6)   Mendiagnosis kesulitan belajar
Dalam kegiatan interaksi belajar mengajar tidak selamanya mulus. Pasti terdapat anak didik yang mengalami kesulitan dalam menerima pelajaran. Guru harus tanggap terhadap sikap anak didik dan cepat mengambil keputusan untuk mendiagnosis anak tersebut. Mencari faktor penyebab berat ringannya kesulitan belajar anak, kemudian mengidentifiaksi faktor utama dan faktor pendukung kesulitan belajar anak didik.

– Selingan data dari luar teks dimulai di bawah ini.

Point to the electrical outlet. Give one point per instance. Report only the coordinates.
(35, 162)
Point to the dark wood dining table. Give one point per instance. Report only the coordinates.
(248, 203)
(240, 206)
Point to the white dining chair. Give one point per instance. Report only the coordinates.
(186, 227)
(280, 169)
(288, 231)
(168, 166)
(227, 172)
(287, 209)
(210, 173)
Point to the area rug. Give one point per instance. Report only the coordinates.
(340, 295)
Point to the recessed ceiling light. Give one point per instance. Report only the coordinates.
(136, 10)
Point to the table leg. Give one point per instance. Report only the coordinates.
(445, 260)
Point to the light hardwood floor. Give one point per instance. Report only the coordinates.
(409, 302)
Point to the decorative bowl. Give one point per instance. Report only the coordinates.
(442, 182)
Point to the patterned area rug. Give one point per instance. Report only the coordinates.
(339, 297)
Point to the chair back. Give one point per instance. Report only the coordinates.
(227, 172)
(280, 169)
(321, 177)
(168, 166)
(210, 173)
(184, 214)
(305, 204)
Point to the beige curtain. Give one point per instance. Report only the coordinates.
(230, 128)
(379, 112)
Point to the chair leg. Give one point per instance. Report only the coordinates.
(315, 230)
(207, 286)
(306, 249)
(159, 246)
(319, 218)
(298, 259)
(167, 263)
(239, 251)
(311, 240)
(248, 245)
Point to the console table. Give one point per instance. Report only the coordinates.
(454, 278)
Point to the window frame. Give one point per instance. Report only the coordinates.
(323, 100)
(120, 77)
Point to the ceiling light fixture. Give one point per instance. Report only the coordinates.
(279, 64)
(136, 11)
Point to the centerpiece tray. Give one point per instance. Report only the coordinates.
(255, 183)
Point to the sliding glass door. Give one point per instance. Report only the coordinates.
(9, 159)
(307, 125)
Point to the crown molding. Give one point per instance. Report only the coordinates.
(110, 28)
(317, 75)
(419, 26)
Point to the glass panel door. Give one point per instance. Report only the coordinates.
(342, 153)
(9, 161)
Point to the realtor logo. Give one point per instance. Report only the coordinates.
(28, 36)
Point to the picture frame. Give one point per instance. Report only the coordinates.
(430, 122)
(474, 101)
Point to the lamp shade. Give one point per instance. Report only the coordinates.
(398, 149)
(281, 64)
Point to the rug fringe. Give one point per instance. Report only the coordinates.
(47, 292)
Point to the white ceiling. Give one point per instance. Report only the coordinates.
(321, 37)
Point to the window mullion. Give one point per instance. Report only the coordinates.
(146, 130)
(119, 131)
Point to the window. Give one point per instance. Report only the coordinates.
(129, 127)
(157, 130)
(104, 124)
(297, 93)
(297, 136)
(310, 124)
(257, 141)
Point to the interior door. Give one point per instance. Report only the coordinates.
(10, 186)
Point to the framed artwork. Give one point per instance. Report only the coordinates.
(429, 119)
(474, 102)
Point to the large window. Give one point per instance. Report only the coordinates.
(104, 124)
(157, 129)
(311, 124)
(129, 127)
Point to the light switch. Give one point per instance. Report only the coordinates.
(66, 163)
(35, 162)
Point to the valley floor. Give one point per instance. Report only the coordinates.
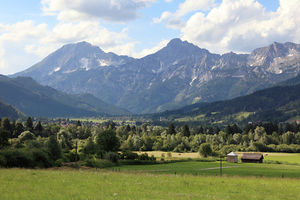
(102, 184)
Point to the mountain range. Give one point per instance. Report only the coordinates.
(177, 75)
(9, 111)
(34, 99)
(280, 103)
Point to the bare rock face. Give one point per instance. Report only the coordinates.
(179, 74)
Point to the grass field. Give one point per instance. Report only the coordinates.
(212, 168)
(91, 184)
(289, 158)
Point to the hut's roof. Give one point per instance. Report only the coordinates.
(232, 154)
(252, 156)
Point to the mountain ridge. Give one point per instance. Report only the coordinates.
(178, 74)
(43, 101)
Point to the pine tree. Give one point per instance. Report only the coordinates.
(29, 124)
(171, 129)
(186, 131)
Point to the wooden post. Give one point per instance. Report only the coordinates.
(220, 165)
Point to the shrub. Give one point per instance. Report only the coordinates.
(129, 155)
(27, 158)
(18, 158)
(26, 135)
(205, 150)
(97, 163)
(41, 158)
(145, 156)
(112, 156)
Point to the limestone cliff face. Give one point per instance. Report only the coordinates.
(177, 75)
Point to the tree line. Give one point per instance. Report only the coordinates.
(36, 144)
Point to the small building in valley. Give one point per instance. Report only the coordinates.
(232, 157)
(252, 158)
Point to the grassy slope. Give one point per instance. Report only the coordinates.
(212, 168)
(57, 184)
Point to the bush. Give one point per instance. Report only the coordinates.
(98, 163)
(205, 150)
(71, 157)
(18, 158)
(129, 155)
(26, 135)
(112, 156)
(41, 158)
(145, 156)
(27, 158)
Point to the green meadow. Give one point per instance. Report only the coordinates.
(213, 169)
(278, 178)
(102, 184)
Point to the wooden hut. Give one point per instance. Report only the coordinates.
(252, 158)
(232, 157)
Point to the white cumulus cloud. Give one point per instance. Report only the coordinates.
(175, 21)
(110, 10)
(242, 25)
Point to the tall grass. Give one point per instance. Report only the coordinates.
(78, 184)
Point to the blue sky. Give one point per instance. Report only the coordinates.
(31, 29)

7)   Mempertimbangkan perbedaan individual
Dalam kelas dengan jumlah anak didik yang banyak cenderung heterogen. Hiterogenitas kelas seperti itu lebih  mudah menyulut konflik antar anak didik. Hal inilah yang harus dipertimbangkan oleh guru dalam melakukan interaksi belajar mengajar.

8)   Mengevaluasi kegiatan interaksi
Interaksi antara guru dan anak didik bervariasi, ada interaksi satu arah (guru ke anak didik), ada interaksi 2 arah (guru ke anak didik dan anak didik ke guru), ada interaksi banyak arah (guru ke anak didik, anak didik ke guru dan anak didik ke anak didik). Ketiga interaksi inilah yang dapat dijadikan bahan evaluasi.[12]

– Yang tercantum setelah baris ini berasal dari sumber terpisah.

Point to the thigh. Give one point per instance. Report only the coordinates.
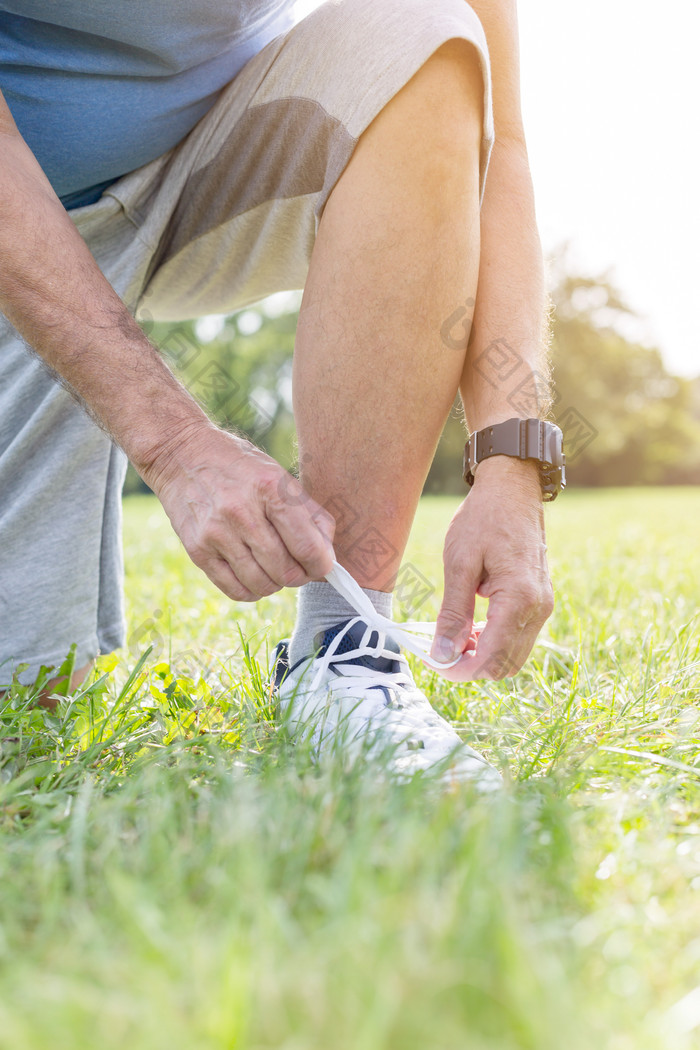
(239, 201)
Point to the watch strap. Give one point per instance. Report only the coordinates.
(523, 439)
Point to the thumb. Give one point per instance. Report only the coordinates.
(453, 628)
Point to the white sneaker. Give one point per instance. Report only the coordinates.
(358, 696)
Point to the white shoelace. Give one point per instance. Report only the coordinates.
(355, 674)
(415, 635)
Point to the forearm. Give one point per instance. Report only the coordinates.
(52, 292)
(506, 371)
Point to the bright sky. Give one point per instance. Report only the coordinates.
(610, 90)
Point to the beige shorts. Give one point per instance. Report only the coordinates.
(225, 218)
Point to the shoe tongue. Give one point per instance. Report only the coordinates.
(353, 639)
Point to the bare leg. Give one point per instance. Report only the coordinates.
(397, 252)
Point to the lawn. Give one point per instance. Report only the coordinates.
(176, 875)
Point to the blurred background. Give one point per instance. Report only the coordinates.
(609, 95)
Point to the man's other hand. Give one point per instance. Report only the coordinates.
(495, 548)
(241, 518)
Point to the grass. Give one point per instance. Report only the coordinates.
(176, 875)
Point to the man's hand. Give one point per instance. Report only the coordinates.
(495, 548)
(242, 519)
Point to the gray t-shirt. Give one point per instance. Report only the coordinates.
(100, 87)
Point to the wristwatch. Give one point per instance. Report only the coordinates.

Tahap sesudah pengajaran (evaluasi)

Tahap ini merupakan kegiatan setelah pertemuan tatap muka dengan anak didik. Beberapa kegiatan guru setelah pengajaran.

1)   Menilai pekerjaan anak didik

Penilaian dalam proses belajar mengajar yang harus dilakukan oleh guru, salah satunya dengan melaksanakan tes tulisan, tes lisan atau tes perbuatan atau tindakan. Adapun secara rinci penilaian dalam proses belajar mengajar meliputi :

a)      Evaluasi formatif.
b)      Evaluasi sumatif.
c)      Pelaporan hasil evaluasi.
d)     Pelaksanaan program perbaikan dan pengayaan.[13]

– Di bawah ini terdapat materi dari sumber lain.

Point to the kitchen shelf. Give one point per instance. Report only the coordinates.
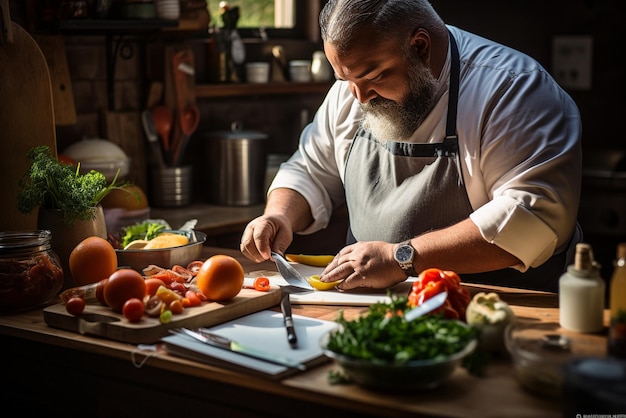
(246, 89)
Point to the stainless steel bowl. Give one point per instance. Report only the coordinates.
(163, 257)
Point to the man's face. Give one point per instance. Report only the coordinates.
(396, 92)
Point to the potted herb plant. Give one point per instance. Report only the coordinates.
(68, 202)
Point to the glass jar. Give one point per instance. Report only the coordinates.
(30, 271)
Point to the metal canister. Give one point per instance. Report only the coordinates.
(238, 160)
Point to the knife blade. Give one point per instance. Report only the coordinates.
(285, 307)
(427, 306)
(225, 343)
(290, 274)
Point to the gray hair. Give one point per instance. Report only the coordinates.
(342, 21)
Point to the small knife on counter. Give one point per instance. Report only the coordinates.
(219, 341)
(285, 307)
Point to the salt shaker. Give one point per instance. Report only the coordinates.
(581, 293)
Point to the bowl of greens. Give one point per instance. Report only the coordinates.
(153, 242)
(381, 350)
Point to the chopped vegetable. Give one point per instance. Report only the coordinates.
(262, 284)
(145, 230)
(396, 340)
(489, 315)
(433, 281)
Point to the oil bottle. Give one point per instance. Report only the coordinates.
(581, 293)
(617, 304)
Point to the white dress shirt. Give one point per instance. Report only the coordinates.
(519, 138)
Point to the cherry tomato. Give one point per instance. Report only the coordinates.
(100, 291)
(176, 306)
(133, 309)
(191, 299)
(166, 316)
(195, 266)
(152, 285)
(262, 284)
(75, 306)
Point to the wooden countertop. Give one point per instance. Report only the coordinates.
(497, 394)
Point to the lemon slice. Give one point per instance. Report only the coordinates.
(167, 240)
(137, 244)
(320, 285)
(310, 260)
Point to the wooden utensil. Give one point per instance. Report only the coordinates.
(163, 120)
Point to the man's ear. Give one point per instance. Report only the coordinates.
(420, 43)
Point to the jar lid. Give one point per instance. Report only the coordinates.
(549, 343)
(16, 242)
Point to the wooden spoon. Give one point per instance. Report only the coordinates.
(163, 119)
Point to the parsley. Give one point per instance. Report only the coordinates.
(50, 184)
(394, 340)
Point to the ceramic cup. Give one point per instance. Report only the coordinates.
(300, 71)
(257, 72)
(168, 9)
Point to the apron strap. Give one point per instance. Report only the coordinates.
(453, 91)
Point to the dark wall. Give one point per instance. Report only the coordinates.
(530, 26)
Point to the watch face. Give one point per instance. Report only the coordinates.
(404, 253)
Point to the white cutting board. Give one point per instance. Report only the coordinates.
(357, 297)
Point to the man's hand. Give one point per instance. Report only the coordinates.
(264, 234)
(365, 264)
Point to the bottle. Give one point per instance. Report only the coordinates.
(581, 293)
(617, 304)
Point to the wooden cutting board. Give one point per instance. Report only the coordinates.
(102, 321)
(26, 118)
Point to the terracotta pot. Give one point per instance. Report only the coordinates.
(65, 238)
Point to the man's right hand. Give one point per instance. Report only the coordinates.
(265, 234)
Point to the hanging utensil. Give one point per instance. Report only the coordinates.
(153, 137)
(189, 124)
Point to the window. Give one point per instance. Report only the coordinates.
(271, 18)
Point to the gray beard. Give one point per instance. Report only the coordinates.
(396, 121)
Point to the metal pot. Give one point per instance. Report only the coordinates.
(238, 161)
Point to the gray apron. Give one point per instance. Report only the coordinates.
(396, 191)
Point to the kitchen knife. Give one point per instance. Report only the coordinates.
(224, 343)
(285, 307)
(290, 274)
(427, 306)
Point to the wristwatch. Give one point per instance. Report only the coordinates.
(405, 255)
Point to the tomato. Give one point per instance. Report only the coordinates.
(122, 285)
(152, 285)
(195, 266)
(176, 306)
(191, 299)
(262, 284)
(220, 278)
(75, 306)
(166, 316)
(100, 291)
(167, 295)
(133, 309)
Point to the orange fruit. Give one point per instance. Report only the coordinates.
(92, 260)
(123, 284)
(220, 278)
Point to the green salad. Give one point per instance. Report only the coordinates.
(383, 335)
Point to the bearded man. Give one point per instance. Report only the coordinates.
(450, 151)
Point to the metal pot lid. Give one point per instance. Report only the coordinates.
(237, 132)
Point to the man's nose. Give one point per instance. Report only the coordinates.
(362, 92)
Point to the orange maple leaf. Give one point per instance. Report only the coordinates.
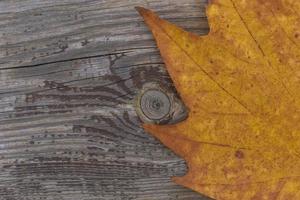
(241, 84)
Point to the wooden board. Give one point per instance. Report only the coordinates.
(69, 74)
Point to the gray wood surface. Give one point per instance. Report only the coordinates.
(69, 74)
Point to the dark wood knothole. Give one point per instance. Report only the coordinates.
(158, 105)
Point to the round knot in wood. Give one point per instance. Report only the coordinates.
(159, 105)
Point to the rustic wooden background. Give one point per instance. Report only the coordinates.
(69, 73)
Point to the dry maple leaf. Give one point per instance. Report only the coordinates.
(241, 83)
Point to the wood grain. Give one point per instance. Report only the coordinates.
(69, 74)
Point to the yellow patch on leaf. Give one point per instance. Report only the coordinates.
(241, 84)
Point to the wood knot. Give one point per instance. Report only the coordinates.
(158, 105)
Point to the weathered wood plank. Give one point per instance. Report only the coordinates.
(69, 74)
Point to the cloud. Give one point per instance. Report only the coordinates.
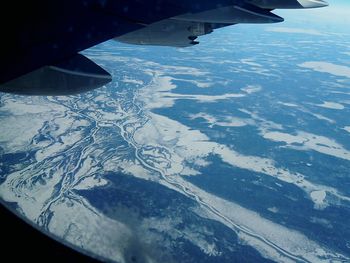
(295, 31)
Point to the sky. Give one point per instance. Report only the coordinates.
(335, 17)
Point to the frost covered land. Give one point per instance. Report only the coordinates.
(193, 155)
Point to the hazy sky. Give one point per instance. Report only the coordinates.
(335, 17)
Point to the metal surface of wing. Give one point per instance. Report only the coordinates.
(39, 34)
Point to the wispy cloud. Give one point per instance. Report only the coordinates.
(295, 31)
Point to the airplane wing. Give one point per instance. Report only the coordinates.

2)   Menilai pengajaran guru
Penilaian ini diarahkan pada aspek antara lain : gaya mengajar, struktur penyampaian materi, penggunaan metode, ketepatan perumusan tujuan pembelajaran, ketepatan pemakaian alat dan alat bantu pengajaran.

3)   Membuat perencanaan untuk pertemuan berikutnya
Membuat perencanaan pengajaran tidak semua guru tetapi harus ada bahan pijakan yang dijadikan sebagai patokan. Bahan pijakan ini adalah hasil penilaian pekerjaan anak didik dan hasil penilaian pengajaran guru.[14]


[1]Ibid, hlm. 69.
[2]B. Suryosubroto, Op.cit, hlm. 28.
[3]Syaiful Bahri Djamarah, Op.cit., hlm. 70.
[4]Ibid.
[5]Ibid, hlm. 71.
[6]B. Suryosubroto, Op.cit, hlm. 34.
[7]Syaiful Bahri Djamaroh, Op.cit, hlm. 71.
[8]Ibid.
[9]Ibid, hlm. 72.
[10]Ibid. hlm. 73.
[11]Ibid.
[12]Ibid, hlm. 74-77.
[13]B. Suryosubroto, Op.cit, hlm. 53.
[14]Syaiful Bahri Djamarah, Op.cit, hlm. 78.